What you don’t want to be is #2.
But wait, you point out, it’s never one thing. They might be price sensitive but don’t necessarily want the absolute cheapest because the second cheapest has more options that are worth the extra cost. You’re right. The marketing mistake would be to only compete on cost and not be the cheapest, or only compete on weight and not be the lightest. Products and services often compete on multiple dimensions and can own their niche not in one dimension but in the multidimensional space. They key, of course, is it must be a real dimension customers care about. Being the most colorful wrench probably isn’t going to help your wrench sales.
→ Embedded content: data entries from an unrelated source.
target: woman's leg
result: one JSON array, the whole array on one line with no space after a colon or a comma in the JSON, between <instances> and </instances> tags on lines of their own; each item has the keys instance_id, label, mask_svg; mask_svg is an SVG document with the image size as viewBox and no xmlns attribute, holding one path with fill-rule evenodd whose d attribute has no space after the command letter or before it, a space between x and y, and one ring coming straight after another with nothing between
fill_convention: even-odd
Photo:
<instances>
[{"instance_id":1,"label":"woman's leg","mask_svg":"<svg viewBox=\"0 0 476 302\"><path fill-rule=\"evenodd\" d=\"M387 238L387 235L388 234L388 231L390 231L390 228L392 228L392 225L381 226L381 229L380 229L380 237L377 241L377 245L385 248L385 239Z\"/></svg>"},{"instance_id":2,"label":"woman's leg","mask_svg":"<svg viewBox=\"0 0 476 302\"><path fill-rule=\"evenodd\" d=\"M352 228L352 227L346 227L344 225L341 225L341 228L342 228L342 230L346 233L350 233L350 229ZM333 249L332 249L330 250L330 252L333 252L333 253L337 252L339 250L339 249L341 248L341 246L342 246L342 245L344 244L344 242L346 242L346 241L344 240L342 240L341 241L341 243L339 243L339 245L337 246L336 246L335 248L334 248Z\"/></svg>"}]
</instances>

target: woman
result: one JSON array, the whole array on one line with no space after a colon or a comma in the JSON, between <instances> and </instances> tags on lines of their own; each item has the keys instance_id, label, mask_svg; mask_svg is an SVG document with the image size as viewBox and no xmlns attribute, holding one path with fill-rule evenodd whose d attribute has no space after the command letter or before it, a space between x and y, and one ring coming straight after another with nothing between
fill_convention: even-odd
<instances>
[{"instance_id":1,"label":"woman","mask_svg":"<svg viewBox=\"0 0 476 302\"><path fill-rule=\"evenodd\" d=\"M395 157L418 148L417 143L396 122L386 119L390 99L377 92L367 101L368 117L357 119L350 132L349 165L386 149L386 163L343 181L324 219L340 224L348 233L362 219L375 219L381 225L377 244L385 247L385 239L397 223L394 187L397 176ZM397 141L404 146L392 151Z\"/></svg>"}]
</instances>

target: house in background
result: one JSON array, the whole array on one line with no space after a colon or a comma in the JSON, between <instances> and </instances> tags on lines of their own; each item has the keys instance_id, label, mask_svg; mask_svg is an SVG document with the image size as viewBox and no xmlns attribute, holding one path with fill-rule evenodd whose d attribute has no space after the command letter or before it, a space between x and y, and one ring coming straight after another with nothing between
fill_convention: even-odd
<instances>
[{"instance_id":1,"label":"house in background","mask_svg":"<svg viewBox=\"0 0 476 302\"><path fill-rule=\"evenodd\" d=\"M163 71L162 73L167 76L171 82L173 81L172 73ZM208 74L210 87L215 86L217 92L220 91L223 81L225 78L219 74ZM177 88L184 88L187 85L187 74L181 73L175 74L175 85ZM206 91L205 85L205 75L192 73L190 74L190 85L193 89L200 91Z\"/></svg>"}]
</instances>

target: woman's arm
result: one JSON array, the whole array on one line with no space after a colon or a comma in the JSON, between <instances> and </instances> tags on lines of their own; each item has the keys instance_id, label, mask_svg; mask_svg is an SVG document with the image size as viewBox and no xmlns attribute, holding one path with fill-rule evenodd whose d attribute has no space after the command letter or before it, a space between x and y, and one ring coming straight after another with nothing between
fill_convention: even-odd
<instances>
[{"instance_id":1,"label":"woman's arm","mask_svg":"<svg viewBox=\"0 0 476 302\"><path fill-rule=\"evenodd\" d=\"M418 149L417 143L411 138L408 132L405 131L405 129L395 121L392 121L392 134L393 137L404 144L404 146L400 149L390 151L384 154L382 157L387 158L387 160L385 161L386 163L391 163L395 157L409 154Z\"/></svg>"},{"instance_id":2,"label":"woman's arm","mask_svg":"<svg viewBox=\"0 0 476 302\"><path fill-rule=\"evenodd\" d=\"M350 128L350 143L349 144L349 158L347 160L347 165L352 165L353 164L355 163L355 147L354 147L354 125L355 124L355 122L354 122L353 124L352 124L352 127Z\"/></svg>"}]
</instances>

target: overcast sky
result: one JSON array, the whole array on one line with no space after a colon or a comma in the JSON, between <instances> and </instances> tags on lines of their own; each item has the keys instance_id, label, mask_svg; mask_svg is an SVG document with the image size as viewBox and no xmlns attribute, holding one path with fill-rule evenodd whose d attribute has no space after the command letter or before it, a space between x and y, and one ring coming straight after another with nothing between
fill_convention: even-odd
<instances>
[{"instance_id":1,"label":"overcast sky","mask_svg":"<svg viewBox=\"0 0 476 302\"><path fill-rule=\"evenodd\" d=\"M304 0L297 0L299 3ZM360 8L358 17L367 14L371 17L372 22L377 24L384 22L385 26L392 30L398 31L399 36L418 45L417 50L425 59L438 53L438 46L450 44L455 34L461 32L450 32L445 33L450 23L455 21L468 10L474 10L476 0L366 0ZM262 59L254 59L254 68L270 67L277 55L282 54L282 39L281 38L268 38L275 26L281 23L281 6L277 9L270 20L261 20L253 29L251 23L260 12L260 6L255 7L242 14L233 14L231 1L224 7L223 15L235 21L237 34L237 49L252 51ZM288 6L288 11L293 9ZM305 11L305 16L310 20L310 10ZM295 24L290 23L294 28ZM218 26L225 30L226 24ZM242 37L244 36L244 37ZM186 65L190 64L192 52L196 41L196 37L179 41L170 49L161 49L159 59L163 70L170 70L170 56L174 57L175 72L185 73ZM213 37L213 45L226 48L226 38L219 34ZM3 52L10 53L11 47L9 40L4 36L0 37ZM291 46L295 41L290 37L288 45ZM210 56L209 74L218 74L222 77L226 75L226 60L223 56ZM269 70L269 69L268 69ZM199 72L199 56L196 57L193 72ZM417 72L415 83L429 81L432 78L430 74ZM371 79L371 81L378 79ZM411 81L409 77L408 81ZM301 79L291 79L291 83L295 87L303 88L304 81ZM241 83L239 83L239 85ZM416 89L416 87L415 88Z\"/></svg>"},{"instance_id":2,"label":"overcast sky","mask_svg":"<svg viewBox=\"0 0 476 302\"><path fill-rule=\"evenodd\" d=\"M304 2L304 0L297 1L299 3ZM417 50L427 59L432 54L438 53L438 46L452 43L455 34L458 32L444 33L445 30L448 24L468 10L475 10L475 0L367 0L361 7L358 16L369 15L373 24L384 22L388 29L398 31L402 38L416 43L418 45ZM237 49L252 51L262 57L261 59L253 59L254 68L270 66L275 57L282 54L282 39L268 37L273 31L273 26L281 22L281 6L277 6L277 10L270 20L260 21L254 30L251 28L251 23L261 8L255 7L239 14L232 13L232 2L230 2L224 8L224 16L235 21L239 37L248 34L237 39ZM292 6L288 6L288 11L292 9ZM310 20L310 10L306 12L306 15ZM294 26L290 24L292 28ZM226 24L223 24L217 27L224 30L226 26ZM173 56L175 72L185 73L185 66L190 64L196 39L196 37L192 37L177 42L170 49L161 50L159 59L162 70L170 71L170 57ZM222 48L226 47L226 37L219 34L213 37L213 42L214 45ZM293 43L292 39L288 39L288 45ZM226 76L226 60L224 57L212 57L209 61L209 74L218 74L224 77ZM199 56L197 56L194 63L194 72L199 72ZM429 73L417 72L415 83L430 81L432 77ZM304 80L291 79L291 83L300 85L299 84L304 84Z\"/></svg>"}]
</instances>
As I’ve noted in prior articles, when you compete for candidates, you are selling job openings. What do you compete on? At my startups I could not compete on salary alone (by which I mean salary, bonus, and benefits). Even throwing in stock options we weren’t financially equivalent; those Big Tech companies could always outspend me. Salary matters to everyone, but it’s not the only dimension. I had to be competitive with salary, but I couldn’t count on being #1. (With candidates for whom salary was the only dimension, I lost out, but there was nothing I could do in those cases.)
Obviously, title / role matters as well, but presumably the candidate can find the title elsewhere. The role, however even if the same on paper, may be different from one company to the next. A vet is a vet, you take care of animals. However, working as a vet in downtown Boston is very different from working as a vet in rural Oklahoma in terms of what you’re likely to encounter.
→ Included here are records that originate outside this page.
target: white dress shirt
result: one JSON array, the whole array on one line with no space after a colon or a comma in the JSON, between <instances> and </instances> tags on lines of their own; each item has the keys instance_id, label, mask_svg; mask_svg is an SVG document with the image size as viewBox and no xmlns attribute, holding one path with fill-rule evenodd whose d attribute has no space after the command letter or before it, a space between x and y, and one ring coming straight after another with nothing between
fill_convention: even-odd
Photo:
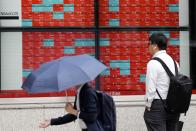
<instances>
[{"instance_id":1,"label":"white dress shirt","mask_svg":"<svg viewBox=\"0 0 196 131\"><path fill-rule=\"evenodd\" d=\"M175 66L173 59L166 53L165 50L156 52L153 57L158 57L164 61L170 71L175 74ZM177 63L179 68L179 65ZM156 93L156 89L161 95L162 99L166 99L169 89L169 76L162 67L161 63L157 60L150 60L147 64L146 73L146 106L151 107L154 99L160 99Z\"/></svg>"},{"instance_id":2,"label":"white dress shirt","mask_svg":"<svg viewBox=\"0 0 196 131\"><path fill-rule=\"evenodd\" d=\"M76 108L77 108L77 111L79 112L78 113L78 116L77 116L77 121L78 121L78 124L79 124L79 127L81 129L87 129L87 126L86 124L84 123L84 121L82 119L79 118L79 115L80 115L80 99L79 99L79 96L80 96L80 91L82 89L83 85L81 85L78 90L77 90L77 99L76 99Z\"/></svg>"}]
</instances>

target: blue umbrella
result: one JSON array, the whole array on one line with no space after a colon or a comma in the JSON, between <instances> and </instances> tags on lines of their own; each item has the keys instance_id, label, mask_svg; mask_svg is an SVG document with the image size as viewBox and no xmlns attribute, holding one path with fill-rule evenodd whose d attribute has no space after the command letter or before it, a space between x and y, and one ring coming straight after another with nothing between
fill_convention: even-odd
<instances>
[{"instance_id":1,"label":"blue umbrella","mask_svg":"<svg viewBox=\"0 0 196 131\"><path fill-rule=\"evenodd\" d=\"M44 63L23 82L28 93L58 92L94 80L107 67L89 55L64 56Z\"/></svg>"}]
</instances>

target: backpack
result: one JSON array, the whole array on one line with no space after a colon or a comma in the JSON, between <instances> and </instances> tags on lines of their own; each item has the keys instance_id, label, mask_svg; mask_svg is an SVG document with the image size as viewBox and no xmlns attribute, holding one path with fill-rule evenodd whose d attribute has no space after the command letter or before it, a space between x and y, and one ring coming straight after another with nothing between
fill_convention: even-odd
<instances>
[{"instance_id":1,"label":"backpack","mask_svg":"<svg viewBox=\"0 0 196 131\"><path fill-rule=\"evenodd\" d=\"M153 58L153 60L157 60L161 63L165 71L167 72L170 78L169 90L167 94L166 101L163 101L162 97L160 96L158 90L156 90L157 94L159 95L160 99L162 100L164 107L167 112L169 113L185 113L189 109L191 95L192 95L192 80L187 77L186 75L179 74L176 62L174 61L175 65L175 73L169 70L167 65L158 57Z\"/></svg>"},{"instance_id":2,"label":"backpack","mask_svg":"<svg viewBox=\"0 0 196 131\"><path fill-rule=\"evenodd\" d=\"M96 91L99 101L98 120L104 131L116 131L116 106L113 98L100 91Z\"/></svg>"}]
</instances>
Culture, opportunity for growth, and the team (manager, peers, subordinates) are all unique. It can be similar, but is not quite the same, from one company to the next. The product / service and the mission of the company will also vary greatly.
If you’re going to sell along one dimension, you better be the first choice in that dimension. Unless you’re the big company in your market, odds are your salary is not the top and so you can’t compete on that dimension alone.
As I’ve noted before, your marketing team understands this well. Sit down with them and use marketing techniques to recruit for your jobs. Create a value proposition for your roles that aren’t just about financial compensation. As they’ll tell you, in a competitive market, you need marketing to succeed.